Maeve loved working for George and Edith Mountford, and as the months passed, she realised she’d seldom been so happy. Around her people were talking about the war that everyone now knew was imminent, and yet she was feeling very content. Her life was even easier once Kevin passed his seventh birthday in November and took himself and Grace to school and back every day.

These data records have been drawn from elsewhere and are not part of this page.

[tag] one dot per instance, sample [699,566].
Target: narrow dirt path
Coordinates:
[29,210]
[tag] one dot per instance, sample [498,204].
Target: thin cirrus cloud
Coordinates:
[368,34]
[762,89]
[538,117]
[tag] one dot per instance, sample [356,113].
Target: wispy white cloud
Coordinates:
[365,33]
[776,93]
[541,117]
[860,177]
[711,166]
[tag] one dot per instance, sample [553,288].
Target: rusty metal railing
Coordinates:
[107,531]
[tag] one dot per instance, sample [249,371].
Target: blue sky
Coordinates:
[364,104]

The children were looking marginally better than they had. Maeve bought a few nice things for them to eat and some new clothes they desperately needed, though most of her wages were stored in the tin cash box in Elsie’s house, to buy the tickets that were to be her and her children’s passport to freedom. As part of Maeve’s wages, Edith always made up a basket for her on Saturday afternoon and Maeve was surprised by the Mountfords’ generosity. She’d had to hide a lot of the produce in the wardrobe in the attic, only bringing out a few things at a time to stack on the shelves. It would never do to arouse Brendan’s suspicions.

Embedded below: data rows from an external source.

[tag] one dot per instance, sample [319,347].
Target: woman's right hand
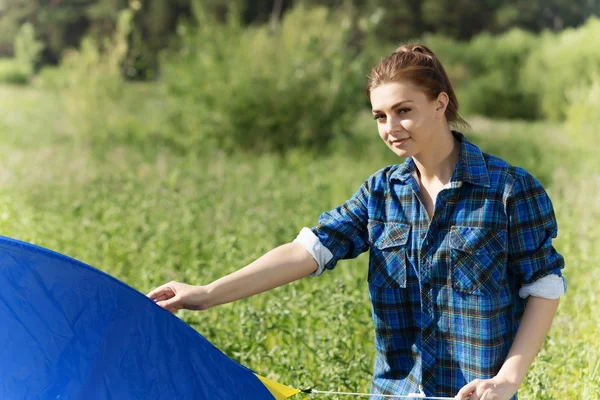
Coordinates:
[174,296]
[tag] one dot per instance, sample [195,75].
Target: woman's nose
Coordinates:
[392,124]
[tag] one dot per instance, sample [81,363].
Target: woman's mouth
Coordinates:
[399,142]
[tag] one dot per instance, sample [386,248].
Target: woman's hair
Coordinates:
[420,66]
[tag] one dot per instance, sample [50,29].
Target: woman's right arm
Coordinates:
[282,265]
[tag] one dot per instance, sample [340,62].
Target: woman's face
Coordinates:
[407,120]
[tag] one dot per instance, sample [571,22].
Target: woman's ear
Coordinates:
[440,104]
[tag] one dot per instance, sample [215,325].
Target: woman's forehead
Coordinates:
[387,95]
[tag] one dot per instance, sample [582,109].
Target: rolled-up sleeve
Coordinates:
[532,226]
[340,233]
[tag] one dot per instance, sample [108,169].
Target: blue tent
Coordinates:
[70,331]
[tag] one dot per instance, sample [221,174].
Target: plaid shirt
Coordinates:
[444,292]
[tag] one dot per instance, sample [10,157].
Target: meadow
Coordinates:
[146,213]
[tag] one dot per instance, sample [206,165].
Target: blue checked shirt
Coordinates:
[444,292]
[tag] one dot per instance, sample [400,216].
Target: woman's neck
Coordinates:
[437,162]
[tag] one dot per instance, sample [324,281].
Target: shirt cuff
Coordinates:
[548,287]
[311,243]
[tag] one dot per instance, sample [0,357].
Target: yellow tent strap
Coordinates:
[278,390]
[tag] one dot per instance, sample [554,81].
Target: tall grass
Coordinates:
[153,214]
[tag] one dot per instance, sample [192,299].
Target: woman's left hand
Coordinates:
[496,388]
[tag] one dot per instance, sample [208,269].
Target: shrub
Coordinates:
[262,90]
[486,73]
[561,63]
[12,73]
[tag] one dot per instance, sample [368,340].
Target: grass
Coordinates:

It surprised Maeve as time went on that no one let on to him that she worked in the corner shop, for everyone knew. She served neighbours in the shop every day and yet no one said a word about it to Brendan.
‘Why would they tell your old man?’ Elsie asked when she queried it. ‘Most of the women don’t like him. They know he keeps you short of money and knocks you about. They think you’ve got guts to put up with it and earn some money to provide for your kids. They won’t split on you.’

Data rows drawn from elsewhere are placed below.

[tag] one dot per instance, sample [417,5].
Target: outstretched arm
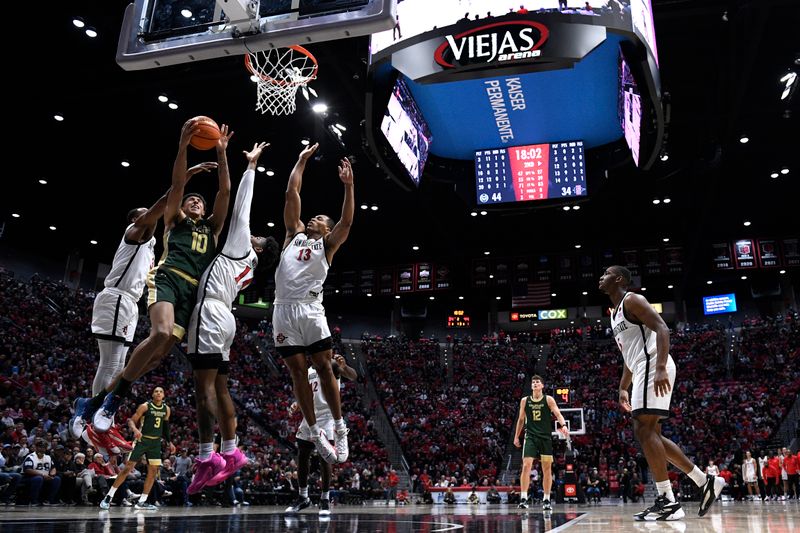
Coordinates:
[345,370]
[238,241]
[341,230]
[217,218]
[520,423]
[291,210]
[144,226]
[133,422]
[172,211]
[641,310]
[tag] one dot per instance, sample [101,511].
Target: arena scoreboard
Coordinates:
[458,319]
[532,172]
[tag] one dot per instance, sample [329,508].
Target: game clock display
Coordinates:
[533,172]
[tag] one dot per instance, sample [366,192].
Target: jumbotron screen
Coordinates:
[532,172]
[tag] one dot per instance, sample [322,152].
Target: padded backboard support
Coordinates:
[157,33]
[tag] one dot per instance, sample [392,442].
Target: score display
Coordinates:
[532,172]
[458,319]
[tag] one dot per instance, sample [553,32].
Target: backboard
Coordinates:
[158,33]
[573,416]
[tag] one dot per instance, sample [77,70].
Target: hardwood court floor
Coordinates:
[772,517]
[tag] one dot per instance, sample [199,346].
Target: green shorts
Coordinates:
[166,284]
[149,447]
[541,447]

And they didn’t. And Maeve coped, although for the first week or two she found it tiring being on her feet all day and then dealing with the children and cooking a meal when she got home. But she watched the money rise in the cash box and it cheered her. The cash box had been her first purchase and she knew there was no place to hide money in her house. If Brendan even got a sniff there was any to be had, he’d tear the place apart until he found it and have it off her. It had to be left in Elsie’s keeping, but Elsie had suggested the cash box with a key, which Maeve must keep.
Maeve had been working at the shop just over a fortnight when Brendan gave her such a beating one night that she was bruised from head to toe the next day. Every movement hurt, but she forced her stiffened limbs into action, for she wasn’t missing a day from her job.